Dal 29 agosto scorso è possibile costituire una società semplificata a responsabilità limitata versando un solo euro di capitale. Grazie a questo provvedimento, per i giovani fino a 35 anni, l’atto costitutivo e l’iscrizione nel registro delle imprese sono esenti da diritti di bollo e di segreteria. Inoltre non sono dovuti gli onorari notarili. Secondo quanto si legge sul sito del Governo Italiano, prima di questa riforma un giovane imprenditore intenzionato ad aprire una società doveva versare diecimila euro di capitale minimo ed era soggetto a ulteriori spese supplementari stimabili in almeno duemila euro.

Non tutti gli ostacoli sono superati, ma l’iniziativa appena approvata permetterà di sostenere i giovani intenzionati a entrare nel mondo delle imprese in modo rapido ed efficace. La scorsa settimana questo tema è stato particolarmente dibattuto su Indigeni Digitali, dove la presenza di startupper e giovani imprenditori è molto rilevante.

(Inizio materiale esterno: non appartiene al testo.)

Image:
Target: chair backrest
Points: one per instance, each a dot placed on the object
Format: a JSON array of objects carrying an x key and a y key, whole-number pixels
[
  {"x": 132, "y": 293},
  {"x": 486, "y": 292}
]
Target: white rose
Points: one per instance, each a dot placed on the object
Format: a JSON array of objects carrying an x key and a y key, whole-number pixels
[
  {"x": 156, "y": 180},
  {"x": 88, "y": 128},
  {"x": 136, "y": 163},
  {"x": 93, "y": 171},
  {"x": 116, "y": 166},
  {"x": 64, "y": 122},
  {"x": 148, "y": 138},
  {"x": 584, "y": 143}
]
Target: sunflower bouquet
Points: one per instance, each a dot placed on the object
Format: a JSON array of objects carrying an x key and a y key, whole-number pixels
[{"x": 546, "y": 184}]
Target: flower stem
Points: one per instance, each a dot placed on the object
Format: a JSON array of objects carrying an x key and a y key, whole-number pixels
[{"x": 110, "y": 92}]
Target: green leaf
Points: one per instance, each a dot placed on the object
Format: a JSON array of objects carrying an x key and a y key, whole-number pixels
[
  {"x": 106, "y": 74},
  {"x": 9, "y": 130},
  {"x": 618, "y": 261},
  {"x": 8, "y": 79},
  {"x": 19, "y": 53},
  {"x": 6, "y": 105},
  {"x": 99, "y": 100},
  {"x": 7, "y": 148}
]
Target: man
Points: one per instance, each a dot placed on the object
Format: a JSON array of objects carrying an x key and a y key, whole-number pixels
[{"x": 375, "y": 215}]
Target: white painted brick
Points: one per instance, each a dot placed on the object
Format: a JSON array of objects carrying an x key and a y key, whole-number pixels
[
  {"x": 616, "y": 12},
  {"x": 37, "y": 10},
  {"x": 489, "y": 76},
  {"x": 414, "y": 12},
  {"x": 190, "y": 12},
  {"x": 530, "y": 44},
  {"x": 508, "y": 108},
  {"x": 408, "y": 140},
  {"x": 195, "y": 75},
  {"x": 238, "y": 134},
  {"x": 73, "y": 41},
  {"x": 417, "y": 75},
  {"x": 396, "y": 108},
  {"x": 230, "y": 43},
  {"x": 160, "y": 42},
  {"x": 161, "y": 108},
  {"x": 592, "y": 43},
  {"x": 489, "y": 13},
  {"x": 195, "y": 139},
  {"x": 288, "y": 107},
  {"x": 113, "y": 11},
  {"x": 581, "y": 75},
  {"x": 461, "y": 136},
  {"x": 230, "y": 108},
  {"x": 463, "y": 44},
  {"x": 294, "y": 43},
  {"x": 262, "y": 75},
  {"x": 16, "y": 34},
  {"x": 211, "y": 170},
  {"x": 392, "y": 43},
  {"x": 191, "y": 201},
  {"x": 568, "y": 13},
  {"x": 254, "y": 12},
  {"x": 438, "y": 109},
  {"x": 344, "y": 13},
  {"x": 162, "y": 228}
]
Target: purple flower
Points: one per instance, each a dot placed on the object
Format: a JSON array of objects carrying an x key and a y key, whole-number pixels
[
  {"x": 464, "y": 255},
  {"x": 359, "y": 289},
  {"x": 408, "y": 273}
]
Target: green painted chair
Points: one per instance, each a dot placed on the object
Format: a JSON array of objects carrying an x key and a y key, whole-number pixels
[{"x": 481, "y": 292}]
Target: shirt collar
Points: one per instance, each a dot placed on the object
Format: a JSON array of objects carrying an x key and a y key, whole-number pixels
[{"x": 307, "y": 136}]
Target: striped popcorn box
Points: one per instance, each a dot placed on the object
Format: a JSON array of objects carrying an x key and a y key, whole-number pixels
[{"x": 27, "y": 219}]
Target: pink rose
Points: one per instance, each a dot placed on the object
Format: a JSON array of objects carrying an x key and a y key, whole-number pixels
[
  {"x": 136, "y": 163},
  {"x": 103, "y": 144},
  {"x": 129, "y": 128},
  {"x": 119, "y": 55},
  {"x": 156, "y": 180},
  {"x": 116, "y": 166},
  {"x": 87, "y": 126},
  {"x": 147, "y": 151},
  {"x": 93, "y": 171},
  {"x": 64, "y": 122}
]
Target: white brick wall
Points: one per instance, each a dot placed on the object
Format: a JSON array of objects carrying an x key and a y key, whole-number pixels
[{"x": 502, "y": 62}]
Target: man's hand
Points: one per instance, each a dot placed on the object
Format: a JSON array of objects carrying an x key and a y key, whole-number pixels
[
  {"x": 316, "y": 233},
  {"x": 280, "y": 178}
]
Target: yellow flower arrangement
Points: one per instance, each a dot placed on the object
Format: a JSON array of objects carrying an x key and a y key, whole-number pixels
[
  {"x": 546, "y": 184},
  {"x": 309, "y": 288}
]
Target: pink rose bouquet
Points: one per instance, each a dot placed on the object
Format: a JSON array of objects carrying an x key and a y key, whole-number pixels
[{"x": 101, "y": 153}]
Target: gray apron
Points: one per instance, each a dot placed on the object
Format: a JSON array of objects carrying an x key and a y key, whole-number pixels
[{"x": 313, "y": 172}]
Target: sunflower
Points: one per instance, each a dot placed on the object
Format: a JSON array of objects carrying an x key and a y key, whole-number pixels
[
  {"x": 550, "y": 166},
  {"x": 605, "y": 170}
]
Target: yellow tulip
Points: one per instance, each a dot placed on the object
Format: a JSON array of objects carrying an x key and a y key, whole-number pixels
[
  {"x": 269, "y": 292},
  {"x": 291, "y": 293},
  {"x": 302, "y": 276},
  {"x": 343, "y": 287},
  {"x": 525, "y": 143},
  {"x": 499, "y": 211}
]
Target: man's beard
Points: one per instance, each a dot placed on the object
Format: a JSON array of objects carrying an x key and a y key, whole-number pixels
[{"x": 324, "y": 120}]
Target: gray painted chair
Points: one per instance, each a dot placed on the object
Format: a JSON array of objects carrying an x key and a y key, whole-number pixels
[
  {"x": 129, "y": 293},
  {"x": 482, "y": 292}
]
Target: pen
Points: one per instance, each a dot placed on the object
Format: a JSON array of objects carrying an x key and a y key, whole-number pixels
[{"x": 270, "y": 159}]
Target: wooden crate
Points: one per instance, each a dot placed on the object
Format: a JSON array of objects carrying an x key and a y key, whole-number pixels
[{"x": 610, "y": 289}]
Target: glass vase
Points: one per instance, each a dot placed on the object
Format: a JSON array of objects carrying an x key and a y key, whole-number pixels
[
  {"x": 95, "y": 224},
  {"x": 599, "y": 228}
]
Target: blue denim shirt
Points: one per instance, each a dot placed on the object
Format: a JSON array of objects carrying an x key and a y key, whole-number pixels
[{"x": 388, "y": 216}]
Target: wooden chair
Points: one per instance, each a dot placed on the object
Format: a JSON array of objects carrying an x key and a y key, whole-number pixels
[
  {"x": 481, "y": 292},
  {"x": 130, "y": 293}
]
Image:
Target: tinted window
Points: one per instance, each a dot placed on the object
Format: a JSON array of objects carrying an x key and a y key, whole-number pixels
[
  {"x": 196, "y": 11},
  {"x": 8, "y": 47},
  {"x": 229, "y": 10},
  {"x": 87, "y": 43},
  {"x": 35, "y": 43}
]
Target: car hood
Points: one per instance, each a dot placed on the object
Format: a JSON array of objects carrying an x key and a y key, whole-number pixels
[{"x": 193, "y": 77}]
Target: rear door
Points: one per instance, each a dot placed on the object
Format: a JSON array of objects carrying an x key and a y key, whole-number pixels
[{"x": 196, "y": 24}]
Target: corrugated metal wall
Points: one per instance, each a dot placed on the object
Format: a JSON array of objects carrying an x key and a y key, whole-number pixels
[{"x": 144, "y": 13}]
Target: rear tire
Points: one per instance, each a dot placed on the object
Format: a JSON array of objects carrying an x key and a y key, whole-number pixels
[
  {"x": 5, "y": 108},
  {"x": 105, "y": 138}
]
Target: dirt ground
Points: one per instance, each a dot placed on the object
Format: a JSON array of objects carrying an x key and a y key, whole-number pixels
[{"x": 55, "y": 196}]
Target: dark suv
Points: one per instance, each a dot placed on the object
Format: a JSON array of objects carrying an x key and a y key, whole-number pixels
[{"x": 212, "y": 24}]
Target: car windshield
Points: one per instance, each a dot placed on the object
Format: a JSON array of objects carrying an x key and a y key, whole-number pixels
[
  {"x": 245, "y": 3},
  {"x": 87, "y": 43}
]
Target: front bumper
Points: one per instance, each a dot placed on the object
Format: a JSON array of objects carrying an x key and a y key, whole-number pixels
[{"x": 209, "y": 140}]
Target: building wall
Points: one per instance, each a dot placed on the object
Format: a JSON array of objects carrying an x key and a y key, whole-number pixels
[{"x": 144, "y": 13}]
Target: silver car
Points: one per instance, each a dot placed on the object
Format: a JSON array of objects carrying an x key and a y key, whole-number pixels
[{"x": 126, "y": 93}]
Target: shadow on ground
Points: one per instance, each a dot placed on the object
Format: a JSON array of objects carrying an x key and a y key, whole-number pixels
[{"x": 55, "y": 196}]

Se Riccardo Saporiti, citando Repubblica degli stagisti, afferma che la Ssrl piace ai giovani imprenditori italiani, di diverso avviso sono gli altri Indigeni. Fabrizio Ventre, Stefano Baccianella e Michael Santu evidenziano la generale riluttanza delle banche a concedere prestiti per società costituite con un solo euro di capitale a garanzia anziché diecimila. Viene in particolare citato l’esempio per il quale alcuni istituti bancari tendono a concedere prestiti senza garanzie solo per importi non superiori a un terzo del capitale sociale.

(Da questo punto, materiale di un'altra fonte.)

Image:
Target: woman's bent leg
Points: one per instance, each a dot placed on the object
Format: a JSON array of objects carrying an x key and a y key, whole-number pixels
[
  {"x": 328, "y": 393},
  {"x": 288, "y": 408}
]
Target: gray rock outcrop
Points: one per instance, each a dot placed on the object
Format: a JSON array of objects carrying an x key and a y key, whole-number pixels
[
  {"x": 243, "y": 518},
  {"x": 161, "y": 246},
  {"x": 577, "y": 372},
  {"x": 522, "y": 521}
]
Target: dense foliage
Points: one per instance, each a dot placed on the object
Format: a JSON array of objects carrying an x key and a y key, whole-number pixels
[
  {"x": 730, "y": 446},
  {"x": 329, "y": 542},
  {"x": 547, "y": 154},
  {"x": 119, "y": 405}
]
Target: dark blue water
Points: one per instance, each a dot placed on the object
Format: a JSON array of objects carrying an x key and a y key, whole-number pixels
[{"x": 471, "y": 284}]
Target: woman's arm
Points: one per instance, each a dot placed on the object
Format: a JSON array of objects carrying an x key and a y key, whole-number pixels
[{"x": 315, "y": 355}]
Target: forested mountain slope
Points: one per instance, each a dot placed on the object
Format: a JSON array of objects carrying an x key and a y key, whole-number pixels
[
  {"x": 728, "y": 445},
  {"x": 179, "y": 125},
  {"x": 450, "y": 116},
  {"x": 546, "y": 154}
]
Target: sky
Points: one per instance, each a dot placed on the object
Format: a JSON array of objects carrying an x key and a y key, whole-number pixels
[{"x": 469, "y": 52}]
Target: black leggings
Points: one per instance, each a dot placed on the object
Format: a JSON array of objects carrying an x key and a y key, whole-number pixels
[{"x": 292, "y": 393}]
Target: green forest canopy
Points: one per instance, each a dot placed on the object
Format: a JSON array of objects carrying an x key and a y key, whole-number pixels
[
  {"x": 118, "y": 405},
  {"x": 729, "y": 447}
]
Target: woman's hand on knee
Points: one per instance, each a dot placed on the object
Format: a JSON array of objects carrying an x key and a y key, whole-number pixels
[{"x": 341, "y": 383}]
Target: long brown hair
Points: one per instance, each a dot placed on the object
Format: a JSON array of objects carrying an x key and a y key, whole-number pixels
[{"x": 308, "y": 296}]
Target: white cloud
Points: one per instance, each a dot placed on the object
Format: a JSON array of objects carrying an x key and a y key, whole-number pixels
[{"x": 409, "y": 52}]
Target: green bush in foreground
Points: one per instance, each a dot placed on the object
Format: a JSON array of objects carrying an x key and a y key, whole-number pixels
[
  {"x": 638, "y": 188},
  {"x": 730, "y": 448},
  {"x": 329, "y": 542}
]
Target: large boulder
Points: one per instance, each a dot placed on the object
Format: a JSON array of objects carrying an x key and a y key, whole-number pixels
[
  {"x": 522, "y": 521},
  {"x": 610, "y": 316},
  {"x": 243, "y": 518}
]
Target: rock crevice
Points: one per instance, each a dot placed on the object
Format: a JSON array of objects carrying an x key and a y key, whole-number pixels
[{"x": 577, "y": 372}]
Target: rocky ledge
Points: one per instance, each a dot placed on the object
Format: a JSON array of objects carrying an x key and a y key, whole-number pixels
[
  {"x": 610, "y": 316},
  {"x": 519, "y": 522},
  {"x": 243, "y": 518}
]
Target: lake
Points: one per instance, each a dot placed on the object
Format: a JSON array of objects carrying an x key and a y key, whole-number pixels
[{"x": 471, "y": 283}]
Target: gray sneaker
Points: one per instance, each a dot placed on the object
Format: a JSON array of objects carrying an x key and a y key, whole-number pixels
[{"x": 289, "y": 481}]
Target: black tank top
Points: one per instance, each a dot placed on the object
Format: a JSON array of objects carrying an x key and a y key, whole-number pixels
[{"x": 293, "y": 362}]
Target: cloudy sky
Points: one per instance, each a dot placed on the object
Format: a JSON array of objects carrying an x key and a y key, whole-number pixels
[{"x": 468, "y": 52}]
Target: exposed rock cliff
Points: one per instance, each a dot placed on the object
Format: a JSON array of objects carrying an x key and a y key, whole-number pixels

Daniela Mulone evidenzia come la SRL da un euro sia in realtà un’agevolazione che va incontro a chi, al momento della costituzione, non ha i diecimila euro per il capitale sociale, ma sa di farcela entro breve a coprire ogni costo necessario per avviare la propria attività. Sonia Milan evidenzia come il problema non sia tanto nel capitale sociale iniziale, ma nel costo di gestione di una srl che poi ti ammazza nel tempo. Ci si ritrova con dei costi fissi che non dipendono assolutamente dal fatturato, come commercialista, INPS, affitto ufficio e utenze, etc… E che incidono in maniera paurosa su una neonata società.

Topic della settimana:

Un tuffo nell’archeologia delle applicazioni informatiche (Massimo Melica)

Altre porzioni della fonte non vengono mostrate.